Afghanistan elections 2014: Abdullah Abdullah ahead in poll count


Afghanistan’s former Foreign Minister Abdullah Abdullah is slightly ahead of Ashraf Ghani in the country’s presidential election, partial results have shown.

With about 500,000 votes in 26 provinces counted, Dr. Abdullah Abdullah has 41.9% with Ashraf Ghani on 37.6%.

Some seven million votes were cast in total across Afghanistan’s 34 provinces in the April 5 poll.

Full preliminary results are due by April 24. A runoff will take place in May if no candidate gets a majority.

The Independent Election Commission has warned that the front-runner could easily change as counting continues in the coming days.
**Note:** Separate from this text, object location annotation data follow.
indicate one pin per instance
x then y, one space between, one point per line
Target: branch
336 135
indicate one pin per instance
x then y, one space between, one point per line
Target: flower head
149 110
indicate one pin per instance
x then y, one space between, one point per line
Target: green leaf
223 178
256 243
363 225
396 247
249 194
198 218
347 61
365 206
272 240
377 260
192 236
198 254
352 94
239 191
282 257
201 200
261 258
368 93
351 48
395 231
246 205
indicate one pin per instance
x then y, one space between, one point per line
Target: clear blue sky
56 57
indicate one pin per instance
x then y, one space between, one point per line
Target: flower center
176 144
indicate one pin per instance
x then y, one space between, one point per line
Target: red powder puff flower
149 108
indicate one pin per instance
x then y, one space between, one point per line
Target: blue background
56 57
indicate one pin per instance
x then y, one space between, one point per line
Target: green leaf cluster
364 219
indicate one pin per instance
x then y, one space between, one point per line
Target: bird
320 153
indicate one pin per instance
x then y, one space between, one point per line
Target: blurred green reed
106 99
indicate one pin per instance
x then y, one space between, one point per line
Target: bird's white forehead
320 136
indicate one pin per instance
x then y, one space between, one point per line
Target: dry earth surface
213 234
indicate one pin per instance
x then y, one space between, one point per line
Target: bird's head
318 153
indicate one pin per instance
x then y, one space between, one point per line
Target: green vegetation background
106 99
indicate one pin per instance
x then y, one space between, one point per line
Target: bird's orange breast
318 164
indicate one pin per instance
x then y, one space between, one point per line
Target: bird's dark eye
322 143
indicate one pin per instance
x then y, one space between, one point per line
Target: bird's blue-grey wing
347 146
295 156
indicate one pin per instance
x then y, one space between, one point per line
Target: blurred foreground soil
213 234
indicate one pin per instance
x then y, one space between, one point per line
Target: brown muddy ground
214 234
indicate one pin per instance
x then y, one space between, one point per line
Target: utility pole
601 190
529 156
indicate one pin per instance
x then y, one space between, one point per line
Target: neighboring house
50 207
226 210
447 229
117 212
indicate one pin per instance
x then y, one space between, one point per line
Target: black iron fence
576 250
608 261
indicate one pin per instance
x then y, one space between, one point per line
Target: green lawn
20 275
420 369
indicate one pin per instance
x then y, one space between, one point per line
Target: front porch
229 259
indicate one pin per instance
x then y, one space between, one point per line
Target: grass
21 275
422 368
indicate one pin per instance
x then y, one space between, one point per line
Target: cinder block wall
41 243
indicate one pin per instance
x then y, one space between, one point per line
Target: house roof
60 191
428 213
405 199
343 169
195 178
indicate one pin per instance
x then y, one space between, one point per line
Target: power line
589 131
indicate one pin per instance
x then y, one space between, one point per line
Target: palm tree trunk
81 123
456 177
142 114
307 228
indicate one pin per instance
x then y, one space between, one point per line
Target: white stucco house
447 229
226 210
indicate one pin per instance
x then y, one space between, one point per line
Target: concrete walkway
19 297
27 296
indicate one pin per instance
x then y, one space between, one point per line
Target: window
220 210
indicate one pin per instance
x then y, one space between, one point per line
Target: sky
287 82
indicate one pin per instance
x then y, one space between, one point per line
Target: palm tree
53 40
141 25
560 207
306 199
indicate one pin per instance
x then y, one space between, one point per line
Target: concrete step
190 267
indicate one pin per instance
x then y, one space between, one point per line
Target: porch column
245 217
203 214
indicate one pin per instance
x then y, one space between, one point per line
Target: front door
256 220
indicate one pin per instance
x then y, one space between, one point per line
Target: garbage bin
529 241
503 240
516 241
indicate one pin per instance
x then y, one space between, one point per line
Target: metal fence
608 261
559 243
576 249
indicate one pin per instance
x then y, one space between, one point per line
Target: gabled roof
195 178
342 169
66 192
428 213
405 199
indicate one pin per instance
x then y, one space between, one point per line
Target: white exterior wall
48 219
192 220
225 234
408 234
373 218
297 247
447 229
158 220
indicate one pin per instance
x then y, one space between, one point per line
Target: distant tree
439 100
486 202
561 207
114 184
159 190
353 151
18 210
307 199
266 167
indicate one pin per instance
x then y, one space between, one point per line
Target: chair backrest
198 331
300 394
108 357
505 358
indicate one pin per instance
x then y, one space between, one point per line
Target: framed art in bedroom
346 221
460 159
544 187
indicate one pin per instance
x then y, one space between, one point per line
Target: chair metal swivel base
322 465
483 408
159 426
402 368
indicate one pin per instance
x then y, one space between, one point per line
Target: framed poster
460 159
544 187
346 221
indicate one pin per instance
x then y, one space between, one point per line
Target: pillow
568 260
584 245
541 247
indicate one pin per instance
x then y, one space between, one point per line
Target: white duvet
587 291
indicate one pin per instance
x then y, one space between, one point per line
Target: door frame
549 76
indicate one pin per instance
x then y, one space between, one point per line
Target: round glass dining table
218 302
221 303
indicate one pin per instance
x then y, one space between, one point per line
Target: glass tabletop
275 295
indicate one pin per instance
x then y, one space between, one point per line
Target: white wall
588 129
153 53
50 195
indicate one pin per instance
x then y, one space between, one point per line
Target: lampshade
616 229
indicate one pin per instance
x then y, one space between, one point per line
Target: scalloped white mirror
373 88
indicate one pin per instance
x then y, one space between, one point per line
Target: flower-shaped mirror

Afghanistan’s former Foreign Minister Abdullah Abdullah is slightly ahead of Ashraf Ghani in the country's presidential election

Afghanistan’s former Foreign Minister Abdullah Abdullah is slightly ahead of Ashraf Ghani in the country’s presidential election

“Maybe today one candidate looks strong. Tomorrow, maybe another will pull ahead,” commission chairman Ahmad Yousuf Nouristani said.

The results will now emerge every day, and some ballot boxes have yet to arrive in Kabul from remote places travelling by donkey.

Abdullah Abdullah’s team has exhibited quiet confidence since the election.

The partial results gave another main contender and former Foreign Minister, Zalmai Rassoul, who is believed to be President Hamid Karzai’s preferred successor, 9.8% of the vote.

Possible electoral fraud has been a concern, but the election body responsible for dealing with complaints says it will be weeks before it rules on the issue.

There were allegations of large-scale fraud when Hamid Karzai was re-elected in 2009 – Dr. Abdullah Abdullah came second in that poll.

The Election Complaints Commission said there appeared to have been less fraud in this election.

“We have received 1,892 complaints with evidence, (including) 1,382 through phone,” spokesman Nader Mohseni said on Sunday.

He said 870 fell into the most serious category.

There were also fears that Taliban violence could disrupt the election, but millions turned out despite threats and several high-profile attacks in the run-up to election day.

The vote heralds the first democratic transfer of power in Afghanistan.

The next president will have to contend with a range of difficult issues, including continuing Taliban violence and how Afghanistan adapts after the withdrawal of foreign combat forces this year.